Darilaut – Sejak tahun 2000, lebih dari 60% mangrove yang hilang terutama disebabkan dampak manusia secara langsung maupun tidak langsung. Sebagian besar mangrove yang hilang ini terjadi di Indonesia, Myanmar, Malaysia, Filipina, Thailand, dan Vietnam.
Sementara secara alami kerugian juga terjadi karena adanya erosi, kenaikan permukaan laut, angin topan dan kekeringan— yang diperburuk oleh perubahan iklim.
Ada 136.000 km2 hutan bakau di seluruh dunia pada tahun 2016, dengan perkiraan global baru akan segera dirilis. Menurunnya tingkat kehilangan seharusnya memberikan harapan—mangrove seringkali bersifat oportunistik, dan ekspansi dapat terjadi relatif cepat.
Keuntungan baru-baru ini kemungkinan besar disebabkan oleh banyaknya proyek restorasi dengan memberikan bantuan tambahan.
Selama 20 tahun terakhir, hutan mangrove telah berubah dari salah satu habitat yang paling cepat berkurang di Bumi menjadi salah satu yang paling dilindungi.
Lebih dari 6.600 km2 masih dapat direstorasi, tetapi akan membutuhkan pendanaan jangka panjang bagi masyarakat.

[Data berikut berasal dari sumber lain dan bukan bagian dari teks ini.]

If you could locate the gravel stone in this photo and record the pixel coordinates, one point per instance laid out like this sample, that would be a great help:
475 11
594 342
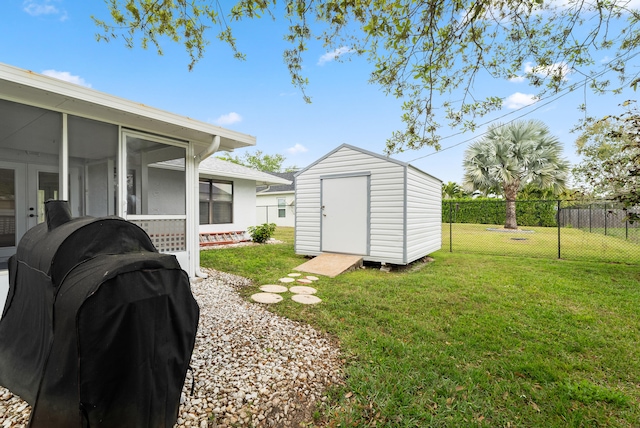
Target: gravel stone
250 367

Manusia dan mangrove memiliki sejarah panjang untuk berkembang bersama. Ketika masyarakat pesisir diberdayakan, akan dapat memastikan pemanfaatan berkelanjutan hutan mangrove dalam jangka panjang.
Untuk memulihkan kembali hutan mengrove yang hilang, pada tahun 2018, Conservation International (CI), International Union for Conservation of Nature (IUCN), The Nature Conservancy (TNC), Wetlands International, dan World Wildlife Fund (WWF) mendirikan Global Mangrove Alliance.